With enough torque, web slipping past a roller is inevitable. I have seen web slipping on paper machine forming sections, coating rolls and many other places.
Slippage occurs when the forces on the web exceed the traction available between the roller and web. Slippage can be aggravated by wet surfaces (water, coating), high differential tension in and out of a roller, between layers of a winding roll, dry powders such as talc or starch. Some web surfaces such as silicon are very prone to slipping.
The forming sections of paper machines are also very prone to slipping because a synthetic screen (or wire) is driven long distances to form a web out of a slurry containing 97% water. Showers are used to clean the wire as it moves. To reduce slippage and provide the required torque, many motors are used to drive rollers around the length of the wire.
Coating sections are also prone to slipping. Coating rollers have a smooth rubber surface and the web is wet while passing the coating roller. It is often impossible to prevent slippage until the coating is right and the blade pressure is correct. Even then some coatings may run at substantially different speeds than other coatings with slippage being the only explanation.
The drive can detect gross slippage in several ways. Where a tension regulator is used, the output limit high and output limit low signals (part of the tension regulator) indicate the web is probably slipping.

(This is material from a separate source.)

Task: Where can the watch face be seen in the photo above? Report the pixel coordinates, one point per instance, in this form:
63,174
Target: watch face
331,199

It may also indicate the draw is incorrectly set, or the wrong roller diameter is entered in the system during the past roll change.
When no tension regulator is used, slippage can be detected by comparing the speed of two or more rollers. This requires a tolerance of two times the speed variation of each drive speed regulator plus a several second time delay.
Another tool available is to monitor speed and torque changes. Jumps (rate of change) in speed and torque do not necessarily indicate slippage, but are a good indication.
To date, drive engineers have not spent much effort on detecting slip. This could be very valuable to operators and process engineers.
Cars have effective traction control today, but only after decades of development. In web handling, we cannot supply the same real time solutions. That is we can’t make web while pulsing a brake for one or more rollers or by driving from a redundant roller that is not slipping. We can plan ahead and improve traction in the same way we can change our 3 season radials for snow tires during the months snow and ice are guaranteed.